In that respect, the regime has shown a more sophisticated understanding of how militant groups operate than some of its opponents.
Militant groups exist amid constant rivalry and uncertainty. Devoid of the regimented command and control structures of a regular army, militants usually coalesce around particular individuals. They feel loyalty to those individuals and usually fight for the beliefs of those individuals. When those individuals are killed, it disrupts the entire stability of the militant group. Other factions seek to take over, or promote their own leaders. Leaders again have their own beliefs, which changes the strategy. In the febrile mix of ambition, rivalry, material rewards and guns, militant groups that were previously cohesive can suddenly disintegrate.
The more these groups fight each other, the less able they are to fight the regime. And if they can be made to fight the regime when they should be talking peace – Alloush’s death was calculated to ensure Jaish Al Islam would seek revenge, making it harder for the group’s leadership to compromise – the Assad regime can say with some proof that it has no interlocutors.
By constantly sowing dissent and chaos in the ranks of its enemies, the regime ensures that there is no credible opposition – and so the risk of a security vacuum without the regime looks large.
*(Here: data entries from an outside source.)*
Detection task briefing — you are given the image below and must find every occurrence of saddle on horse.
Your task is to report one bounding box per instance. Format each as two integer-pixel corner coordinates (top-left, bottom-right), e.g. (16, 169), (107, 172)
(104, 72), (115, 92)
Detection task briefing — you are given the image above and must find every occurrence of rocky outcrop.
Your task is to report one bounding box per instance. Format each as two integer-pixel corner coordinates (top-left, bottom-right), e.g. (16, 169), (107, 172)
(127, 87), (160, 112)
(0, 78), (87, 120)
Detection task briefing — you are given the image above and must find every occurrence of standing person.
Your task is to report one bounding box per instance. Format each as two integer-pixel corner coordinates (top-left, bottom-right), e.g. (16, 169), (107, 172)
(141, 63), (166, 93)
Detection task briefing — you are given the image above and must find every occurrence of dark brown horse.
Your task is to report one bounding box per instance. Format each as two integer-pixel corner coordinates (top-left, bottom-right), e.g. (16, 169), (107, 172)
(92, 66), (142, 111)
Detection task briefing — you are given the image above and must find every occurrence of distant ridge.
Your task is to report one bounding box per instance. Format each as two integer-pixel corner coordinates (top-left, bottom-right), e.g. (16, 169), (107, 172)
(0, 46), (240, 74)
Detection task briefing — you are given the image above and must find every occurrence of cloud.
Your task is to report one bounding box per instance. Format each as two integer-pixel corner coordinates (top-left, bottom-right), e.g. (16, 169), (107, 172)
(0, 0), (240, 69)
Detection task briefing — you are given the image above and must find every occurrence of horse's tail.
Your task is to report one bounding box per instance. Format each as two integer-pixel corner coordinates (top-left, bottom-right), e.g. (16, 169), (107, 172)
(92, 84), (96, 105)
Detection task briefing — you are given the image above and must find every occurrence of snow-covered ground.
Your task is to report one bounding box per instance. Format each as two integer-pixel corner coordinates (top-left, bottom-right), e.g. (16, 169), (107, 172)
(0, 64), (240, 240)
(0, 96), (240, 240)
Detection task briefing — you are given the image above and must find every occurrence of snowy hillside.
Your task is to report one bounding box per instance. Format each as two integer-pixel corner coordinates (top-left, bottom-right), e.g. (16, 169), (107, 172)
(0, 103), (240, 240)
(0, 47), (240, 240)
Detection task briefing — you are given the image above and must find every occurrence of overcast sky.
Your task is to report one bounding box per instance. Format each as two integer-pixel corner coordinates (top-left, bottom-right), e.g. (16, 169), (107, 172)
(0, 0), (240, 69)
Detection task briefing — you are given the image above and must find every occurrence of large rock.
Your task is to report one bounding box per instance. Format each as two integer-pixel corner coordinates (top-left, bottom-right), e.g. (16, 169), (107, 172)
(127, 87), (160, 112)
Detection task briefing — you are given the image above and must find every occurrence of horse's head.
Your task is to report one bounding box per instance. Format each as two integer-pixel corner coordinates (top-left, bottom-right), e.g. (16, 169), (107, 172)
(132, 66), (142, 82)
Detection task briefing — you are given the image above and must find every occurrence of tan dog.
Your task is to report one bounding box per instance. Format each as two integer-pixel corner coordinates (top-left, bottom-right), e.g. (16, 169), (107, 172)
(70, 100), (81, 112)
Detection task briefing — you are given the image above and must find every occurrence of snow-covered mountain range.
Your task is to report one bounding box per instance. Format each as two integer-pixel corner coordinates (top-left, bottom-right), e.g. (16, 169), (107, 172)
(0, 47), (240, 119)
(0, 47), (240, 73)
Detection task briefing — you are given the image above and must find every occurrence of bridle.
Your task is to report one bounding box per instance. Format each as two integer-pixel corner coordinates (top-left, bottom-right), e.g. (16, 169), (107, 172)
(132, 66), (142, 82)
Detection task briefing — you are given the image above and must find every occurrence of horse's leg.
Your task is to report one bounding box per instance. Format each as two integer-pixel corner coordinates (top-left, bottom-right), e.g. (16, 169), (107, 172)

This isn’t a new strategy. Hafez Al Assad, the president’s father, spent decades perfecting this strategy, destroying any opposition, so that he remained the sole credible choice.
And it is in there that Mr Al Assad’s strategy for survival becomes apparent. If I were to guess at the regime’s playbook for the next year, until the suggested elections of 2017, it would go like this.
The regime will string the talks out for as long as possible, undermining the opposition at every turn while dutifully turning up to conferences.
The transitional government, meant to be in place by this summer, if it ever happens, will certainly have a place for Mr Al Assad. If there is an election next year, he will stand as a candidate – it will not be “credible” otherwise, his supporters in Moscow will argue.
Many groups will boycott the election. Devoid of other viable, tested alternatives, Syrians, even in a free election, will return Mr Al Assad to power.
The Russians, knowing the West’s soft spot for elections as a tool of legitimacy, will declare him the democratic winner – and may even get Mr Al Assad to claim he will step down after one term.
If the international community is sufficiently weary of the war, of the refugees streaming into Arab and European countries, and if Mr Al Assad can offer high-minded words about forgiveness and reconciliation, the world may accept it for the sake of stability. Some Syrians will return. The world’s attention will move on. And that’s when Mr Al Assad’s mukhabarat will start the process of rounding up dissidents and their families.
That’s what Mr Al Assad’s father did. The apogee of repression wasn’t the destruction of Hama in 1982 – it was the 10 years of arrests and torture that followed.
The Assad regime knows a fundamental truth about the world: it has a short attention span. But the regime does not forget.